Extract from Kelly's Directory of Gloucestershire, 1923.
Transcribed by Rosemary Lockie, © Copyright 2012

BEACHLEY is a hamlet and ecclesiastical parish formed August 23, 1850, from the parish of Tidenham, on the extreme point of the peninsula formed by the rivers Severn and Wye, 3½ miles south from Tidenham station on the Wye Valley railway, and 4 miles from Chepstow station on the South Wales section of the Great Western railway, and 10 miles south-west from Lydney, in the Forest of Dean division of the county, Westbury hundred, union and county court district of Chepstow, petty sessional division of Lydney, rural deanery of South Forest, archdeaconry and diocese of Gloucester.

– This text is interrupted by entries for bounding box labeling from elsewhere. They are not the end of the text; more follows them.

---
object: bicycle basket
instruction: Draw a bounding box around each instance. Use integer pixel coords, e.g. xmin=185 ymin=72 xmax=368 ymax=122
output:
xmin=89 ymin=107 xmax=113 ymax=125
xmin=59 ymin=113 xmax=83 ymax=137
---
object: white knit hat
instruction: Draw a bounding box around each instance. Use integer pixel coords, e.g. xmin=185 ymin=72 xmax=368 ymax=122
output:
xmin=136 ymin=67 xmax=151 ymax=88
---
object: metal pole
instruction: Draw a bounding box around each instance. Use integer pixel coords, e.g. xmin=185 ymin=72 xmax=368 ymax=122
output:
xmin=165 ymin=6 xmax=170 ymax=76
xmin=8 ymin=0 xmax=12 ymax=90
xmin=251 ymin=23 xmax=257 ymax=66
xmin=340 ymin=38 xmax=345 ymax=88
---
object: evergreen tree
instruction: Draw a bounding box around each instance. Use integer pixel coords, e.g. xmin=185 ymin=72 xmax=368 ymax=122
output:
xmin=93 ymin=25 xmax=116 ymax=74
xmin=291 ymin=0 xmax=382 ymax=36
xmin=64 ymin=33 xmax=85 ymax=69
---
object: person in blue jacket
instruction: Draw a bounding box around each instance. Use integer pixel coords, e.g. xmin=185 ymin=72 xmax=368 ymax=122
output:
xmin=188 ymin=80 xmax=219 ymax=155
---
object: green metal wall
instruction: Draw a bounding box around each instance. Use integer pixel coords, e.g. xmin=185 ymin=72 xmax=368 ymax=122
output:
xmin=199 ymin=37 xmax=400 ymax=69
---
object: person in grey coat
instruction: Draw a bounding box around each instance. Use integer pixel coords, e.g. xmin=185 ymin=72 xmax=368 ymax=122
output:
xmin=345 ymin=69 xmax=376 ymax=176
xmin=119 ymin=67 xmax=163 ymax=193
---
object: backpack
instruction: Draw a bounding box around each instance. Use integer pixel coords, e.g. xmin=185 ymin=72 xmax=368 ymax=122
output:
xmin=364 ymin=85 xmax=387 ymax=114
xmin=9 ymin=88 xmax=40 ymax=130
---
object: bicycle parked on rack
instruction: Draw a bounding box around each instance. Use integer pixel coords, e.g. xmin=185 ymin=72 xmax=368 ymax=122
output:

The church of St. John, erected in 1833, is a plain cruciform edifice of Beachley stone, consisting of chancel, nave, transepts and a western bell-cot containing one bell: there are 120 sittings. The separate register dates only from the year 1836; all earlier entries are included in the registers of Tidenham. The living is a perpetual curacy, net yearly value £112, in the gift of the Bishop of Gloucester, and held since 1914 by the Rev. Reginald Pemberton Steer M.A. of Magdalen College, Oxford, who is also vicar of Tidenham, where he resides.